Münch (1999) compreende esta interpretação da sociedade como parte dos
movimentos de releitura da obra de Talcott Parsons empreendidos durante e
após a década de 1970, o que implicaria em verdade um fôlego renovado
sobre o legado do sociólogo americano ironicamente no momento em que há
sua crise de hegemonia e a conseqüente explosão de diversidade
paradigmática que caracteriza a produção teórica social desde então. Embora
de fato seja inegável a influência da obra de Talcott Parsons sobre Luhmann,
sendo que o alemão trabalhou com este, acreditamos que isto seja insuficiente
para analisarmos as especificidades teóricas do neosistemismo luhmanniano.
A abordagem do autor, que participa do debate acumulativo da ciência social,
de onde vemos uma das aplicações mais sistemáticas e exaustivas da teoria
dos sistemas como corpus teórico explicativo sobre a sociedade, não decorre
sem inúmeras especificidades. Vamos a estas.

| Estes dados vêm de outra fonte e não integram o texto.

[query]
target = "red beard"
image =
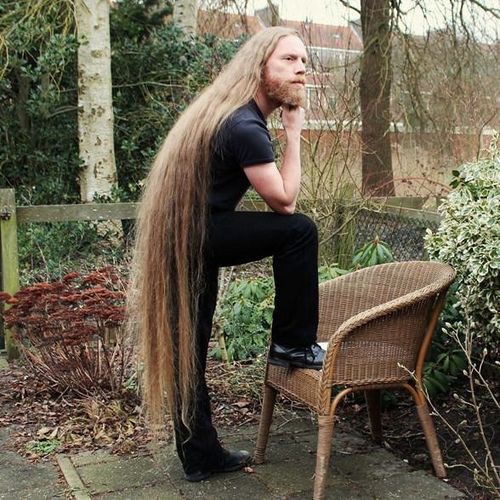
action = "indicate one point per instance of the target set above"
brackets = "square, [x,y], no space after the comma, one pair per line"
[285,93]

Jeffrey Alexander, Richard Münch, Jürgen Habermas, Wolfgang Schluchter,
Anthony Giddens, contribuem também a releitura parsoniana pós-19702
(Münch, Op. Cit.) realizando sínteses teóricas deste aparato conceitual com o
estruturalismo, kantismo, hermenêutica, sociologia compreensiva, acionalismo
teórico, etc.. E de alguma forma interpreto que estas abordagens são
complementares no desenvolvimento geral da teoria dos sistemas. Luhmann
renova este legado em uma direção inusitada ao propor o diálogo desta teoria
com as ciências naturais e com o construtivismo radical dos biólogos chilenos
Humberto Maturana e Francisco Varela. Deste ponto teremos conseqüências
epistemológicas e conceituais profundas na maneira como a teoria dos
sistemas pode ser aplicada na análise da sociedade, onde há a re-significação
e ou a entrada de outros elementos conceituais até então ainda não testados
(Luhmann, 1997; Bechmann & Stehr, 2001; Neves & Neves, 2006). Ingressam
no léxico do neosistemismo luhmanniano a autopoiese, acoplamentos
estruturais, observações de segunda ordem, máquinas complexas,
contingência, além dos já presentes, desde Parsons, termos como médiuns
(meios de comunicação intra e suprasistêmica), a divisão da sociedade em
subsistemas, a idéia de diferenciação funcional e uma compreensão
neoevolucionista da sociedade.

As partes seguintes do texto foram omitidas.